AI pioneer and recently turned "AI evangelist", Inma Martinez, is palpably excited about the future of artificial intelligence. Nevertheless, she is also aware of its shortcomings in terms of biases. “When you use deep learning, you are teaching a machine to achieve a task, not via a mathematical algorithm, but by thinking like a human brain,” she said.
Martinez said that this is considered "deep artificial intelligence" because it presents layers and layers of nodes that behave like brain neurons that are trying to learn how to resolve something.
She also said that, because this type of biological thinking is more abstract than binary, how the machine understands that it has successfully succeeded in achieving the task assigned will depend on who is coding the actual learning process for the machine.That is, who is able to code the “reward function” that confirms “a highly desirable state as an end goal”.
"You code how you understand the world to be. Your good may be my bad."
“You code how you understand the world to be. Maybe the way you understand things is completely polarised to someone else.

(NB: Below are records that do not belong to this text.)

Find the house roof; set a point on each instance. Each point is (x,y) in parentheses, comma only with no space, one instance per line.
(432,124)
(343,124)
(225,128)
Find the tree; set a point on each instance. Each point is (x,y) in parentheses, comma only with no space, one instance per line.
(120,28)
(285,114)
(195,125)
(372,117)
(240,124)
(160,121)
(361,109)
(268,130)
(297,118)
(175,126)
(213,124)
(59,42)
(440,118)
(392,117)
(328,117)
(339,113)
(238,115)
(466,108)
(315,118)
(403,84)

Your good may be my bad,” she said. “Or your understanding of successful achievement may be of a lower quality control than mine," explaining that this is where bias can creep in.
Dr Joanna Bryson, senior research fellow at the University of Bath whose research interests include AI development methodologies, gave her own definition of the word bias in a recent presentation at The Chartered Institute for IT. .
“Bias is not a bad word. It just means regularities that you often detect.”
Bryson said: “Bias is not a bad word. It just means regularities that you often detect.” This was rephrased from a definition in one of her papers which stated, “biases are expectations derived from experienced regularities.” She illustrated her point with the example of knowing what "programmer" means, including that most are male.
She also outlined that there are at least three sources of bias in AI. The first is implicit, whereby bias is absorbed automatically by machine learning from ordinary culture. The second is accidental, where it is introduced through ignorance by insufficiently-diverse development teams. The third is deliberate, where bias is intentionally introduced as a part of the development process, whether through planning or implementation.
The source of bias that Martinez referred to, introduced by the coder’s view of the world, would count as accidental. However, she gave two real life examples of bias appearing in AI. In October 2017, an African-American woman living in China realised that social media app WeChat had translated a neutral term meaning "black foreigner" to the N-word in negative contexts. Fortunately, WeChat quickly rectified the error and apologised.
Martinez also referred to Google teaching its machine about human garments. “It was only shown men’s shoes and then, the first time the machine saw a high heel, it didn’t know what the hell it was,” she said.
Machines learning will automatically contain our implicit biases
Both these instances could be examples of bias being introduced implicitly, picked up automatically by machine learning, or accidentally, introduced by an unaware human. For one of her research papers Bryson and her colleagues did a test which proved that machines built with machine learning will automatically contain our implicit biases.
By counting billions of words on the web, Bryson and her colleagues were able to see that the machine picked up a bias that correlated words about flowers with pleasant terms and words about insects with unpleasant terms. This was a fairly innocuous situation. However, the educators also found that the machine more often associated a set of African-American names with unpleasant terms than a set of European-American names.
But what can be done to avoid these biases, whatever the source, creeping into AI? Martinez said that, because deep learning is in its infancy, there is no proven methodology as to what should be avoided when we notice we are going down a biased path.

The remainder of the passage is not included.